Climate Central posted the initial round of visualizations from this team in January.
But now, a team including NCAR's Mel Shapiro, the National Center for Computing Applications (NCSA), Cray Computing, and the U.S. Office of Naval Research has produced addition simulations at even higher resolution.

The visualizations show how Sandy’s life cycle was unique — going through multiple tropical and non-tropical phases as it interacted with the jet stream and surface weather features, such as a cold front draped along the East Coast.

Ultra-fine-scale simulations of Sandy’s near-surface winds (upper right) and cloud-top temperatures (lower right) closely resemble the observations derived from satellite data (at left).
Credit: UCAR.

Robert Henson, a meteorologist and science writer with the University Corporation for Atmospheric Research in Boulder published a story about the new data, explaining the many never-before-seen atmospheric interactions that it reveals.

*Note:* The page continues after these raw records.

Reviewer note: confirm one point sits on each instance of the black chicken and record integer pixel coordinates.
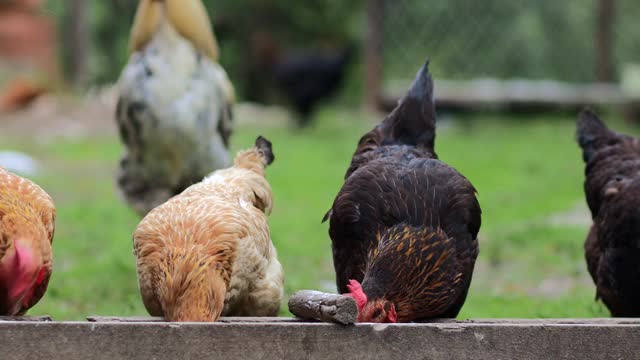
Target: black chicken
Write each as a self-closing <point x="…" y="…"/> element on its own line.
<point x="310" y="77"/>
<point x="612" y="188"/>
<point x="404" y="223"/>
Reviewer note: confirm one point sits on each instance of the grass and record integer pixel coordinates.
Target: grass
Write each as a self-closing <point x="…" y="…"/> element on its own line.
<point x="527" y="172"/>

“As Sandy moved northeast, contrasting air masses created a pseudo-frontal system along the edge of the Gulf Stream’s warm water. The vorticity, or circulation, along this frontal zone (picture an atmospheric rolling pin oriented along the Gulf Stream) was gradually ingested by Sandy and tilted into vertical vorticity (now picture the rolling pin standing on one end),” Henson wrote.
“This helped the storm’s core to intensify, tighten, and regain its Category 2 status. It’s roughly similar to the smaller-scale process by which a supercell thunderstorm can ingest, tilt, and concentrate spinning air to produce storm-scale circulations (some of which can generate tornadoes).”

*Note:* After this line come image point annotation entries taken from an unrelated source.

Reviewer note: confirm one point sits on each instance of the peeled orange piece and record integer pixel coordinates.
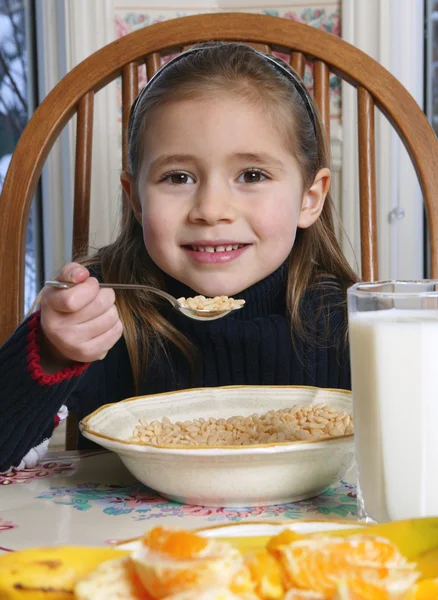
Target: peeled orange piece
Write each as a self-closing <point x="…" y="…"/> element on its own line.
<point x="172" y="561"/>
<point x="424" y="590"/>
<point x="266" y="575"/>
<point x="295" y="594"/>
<point x="322" y="564"/>
<point x="361" y="590"/>
<point x="179" y="544"/>
<point x="284" y="538"/>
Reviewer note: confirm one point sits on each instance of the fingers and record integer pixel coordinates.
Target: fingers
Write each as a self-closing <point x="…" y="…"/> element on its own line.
<point x="81" y="323"/>
<point x="86" y="349"/>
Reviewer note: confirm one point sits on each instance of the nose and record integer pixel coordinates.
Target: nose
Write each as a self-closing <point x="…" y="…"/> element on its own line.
<point x="213" y="203"/>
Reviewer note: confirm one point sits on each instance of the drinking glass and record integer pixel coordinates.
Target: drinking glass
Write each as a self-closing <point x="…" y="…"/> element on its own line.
<point x="393" y="332"/>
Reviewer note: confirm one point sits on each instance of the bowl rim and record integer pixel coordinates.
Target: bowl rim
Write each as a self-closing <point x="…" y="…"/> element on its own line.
<point x="85" y="427"/>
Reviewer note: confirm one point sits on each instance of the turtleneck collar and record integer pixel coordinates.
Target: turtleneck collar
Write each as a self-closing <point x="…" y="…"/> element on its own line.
<point x="262" y="299"/>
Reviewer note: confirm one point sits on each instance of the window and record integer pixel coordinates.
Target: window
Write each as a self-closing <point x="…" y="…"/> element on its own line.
<point x="17" y="94"/>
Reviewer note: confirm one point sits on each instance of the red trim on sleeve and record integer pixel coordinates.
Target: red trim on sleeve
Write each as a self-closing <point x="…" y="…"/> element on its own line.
<point x="34" y="360"/>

This intensification came as the storm was shoved westward into the U.S. by an area of blocking high pressure in northeastern Canada and a huge dip in the polar jet stream.

Life cycle of Hurricane Sandy: Potential Temperature. Credit: UCAR.

Henson makes an important point about Sandy’s winds, writing, “Even while Sandy was still a full-fledged hurricane, its circulation was so large that its northern edges were more akin to an extratropical (nontropical) cyclone. About 24 hours before Sandy made landfall, cool air began to wrap around its warm core, eventually surrounding it. Although this process meant Sandy was doomed as a tropical storm, it also may have intensified Sandy’s low-level winds.”

On a highly technical level, Henson notes that Sandy developed a rare “warm seclusion,” which typically occurs in strong winter storms over the ocean when pockets of warm air form within their cold cores.
As a hurricane, Sandy had a warm core, meaning that temperatures near the storm’s center were warmer than the surrounding air, but colder air eventually worked its way into the center of the storm.
“This is the first time such a dramatic warm seclusion has been documented in a landfalling U.S. hurricane,” Henson wrote.

NCAR’s Shapiro worked with the NCSA to create the most detailed simulations of Sandy.
In the computer model runs, each horizontal grid point was separated by just 1,600 feet, a far more fine-scale presentation than the typical grid boxes used in most operational computer models used for weather forecasting.
For example, the National Oceanic and Atmospheric Administration's (NOAA) highest-resolution operational hurricane forecast model, known as the HWRF, is currently being run at a resolution of 27 kilometers, meaning each horizontal grid point is separated by nearly 17 miles.

Life cycle of Hurricane Sandy: Surface Wind Speeds. Credit: UCAR.

The calculations required 58 hours of time on a supercomputer known as “Blue Waters.
“ Since the model includes 150 vertical layers, that means that weather conditions were calculated at more than 4 billion points for each second in a 96-hour simulation,” Henson wrote.
On a related path, NCAR researchers Tom Galarneau, Chris Davis and Mel Shapiro have analyzed Sandy through a separate round of high-resolution simulations and published their analysis in a scientific journal.
The researchers are seeking ways to incorporate their insights into operational forecasts through NOAA's Hurricane Forecast Improvement Program, which runs through 2019.
That program is aimed at dramatically improving forecasters' ability to anticipate changes in tropical storm and hurricane intensity, which currently lags far behind their ability to accurately forecast a storm's eventual track.